The effects of EEMsd on PEC and GC are explored. In this regard, the SA performed in stage I (step 2) identifies the EEMsd which have a significant influence on the annual value of energy demand. This step considers only these EEMsd, since the remaining ones are not convenient from both analyzed perspectives. Thus, a new set S3 is generated through exhaustive sampling, in order to represent all the np possible packages (combinations) of the contemplated EEMsd. S3 has a framework similar to S2. More in detail, it collects np·N’ samples, which are composed of np

groups of N’ samples. N’ denotes the minimum number of samples required to significantly describe the building stock. It can be identified only after the UA performed in stage I (step 1); that’s why it generally doesn’t coincide with N. Each of the np groups of S3 gathers the same buildings, represented by the first N’ samples of the set S1, in presence of one of the np possible EEMsd packages, so that all packages are covered.

Hence, the potential savings in PEC and GC induced by the EEMsd are investigated, by referring to S3. The analysis follows the logical order used in step 4.

First, the reference HVAC system is considered. The best packages of EEMsd, as for PEC and GC savings, are detected in absence and in presence of state current incentives. Furthermore, new incentives are devised for the considered EEMsd and the best packages are found out also in this case. This procedure allows to:

 identify the cost-optimal package of EEMsd, when only these energy measures are applied;

 evaluate the effectiveness of incentives directed to the considered EEMsd and to provide a more efficacious strategy.
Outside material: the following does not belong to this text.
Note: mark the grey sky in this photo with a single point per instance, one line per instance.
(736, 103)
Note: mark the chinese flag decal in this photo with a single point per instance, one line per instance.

Then, PEC and GC savings are evaluated in correspondence of well-selected combinations of HVAC system, RESs and EEMsd, in order to find the cost-optimal package of retrofit actions. Likewise step 4, the examined combinations are chosen on the basis of previous results and energetic characteristics of the building category. Eventually, this step identifies:

 the cost-optimal package of ERMs, including replacement of the HVAC system, installation of RESs and implementation of EEMsd; if different packages ensure similar values of GC savings, the thermal

comfort can be used as discriminating criterion, on the basis of the results achieved in stage I (step 2).